Gluten Free Mac and Cheeze with Broccoli
Despite a fondness for vegetables and garlic, I had a embarrassingly bland appetite growing up. I sidestepped the constant Italian meals of my childhood with a hatred of marinara sauce and ate a ton of noodles with butter and cheese. I know that American children aren't known for their palates, but I was somehow even wary of traditional and boxed macaroni and cheese! Let's blame the orange color and the presence of fancier cheeses in my house.
The infamous blue box wasn't a part of my diet until college. Once I learned the wonder of mac and cheese, I became a devotee, and remain so as a vegan. I'll even publicly mention my love for the (still bland) convenient 123s and Chreese of my later college years, that I still pick up from time to time.
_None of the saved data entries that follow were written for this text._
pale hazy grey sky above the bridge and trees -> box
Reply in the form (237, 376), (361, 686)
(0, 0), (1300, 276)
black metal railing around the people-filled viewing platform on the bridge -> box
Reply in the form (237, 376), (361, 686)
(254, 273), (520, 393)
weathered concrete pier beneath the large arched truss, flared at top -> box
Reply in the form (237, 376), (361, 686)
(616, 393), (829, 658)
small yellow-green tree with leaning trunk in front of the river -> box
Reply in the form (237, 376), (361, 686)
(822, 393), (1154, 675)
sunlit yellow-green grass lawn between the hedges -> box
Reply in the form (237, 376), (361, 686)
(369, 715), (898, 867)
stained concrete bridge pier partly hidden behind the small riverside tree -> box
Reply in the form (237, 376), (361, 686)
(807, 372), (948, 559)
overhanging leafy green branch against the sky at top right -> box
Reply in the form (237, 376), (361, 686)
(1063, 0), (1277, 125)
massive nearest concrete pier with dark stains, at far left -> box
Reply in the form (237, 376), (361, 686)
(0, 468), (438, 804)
On Thanksgiving, I made for the second time a gluten free version of the lower fat adaptation of the acclaimed New Farm Mac and Cheeze I posted last year here.
I went to a small and predominately gluten-free dinner at a friend's house for Tday and was worried the dish might seem boring, but it went over well and I thought it looked beautiful - you know, for mac and cheeze.
I've been sick of wheat pasta for a while now, and really dig how ridged rice pasta can stand up in this baked dish. I legitimately find myself preferring it with rice pasta. I never saw that day coming over a year ago. It was a really easy dish to make gluten free - it doesn't quite warrant a new post with that simplicity, but for clicking's sake, I'll post it here:
In other vegan comforty news, Vitasoy Peppermint Chocolate Soymilk has competition. Or a friend - on store shelves.
I tried the new Westsoy version at my friend's house on Thanksgiving and knew I'd have to get some for myself soon - thank you People's Coop for having it for $1.99!
It's even sweeter and peppermint-y than the Vitasoy I stashed all summer. It's at least temporaily my new favorite.
Does anyone else enjoy saying "glutey free"?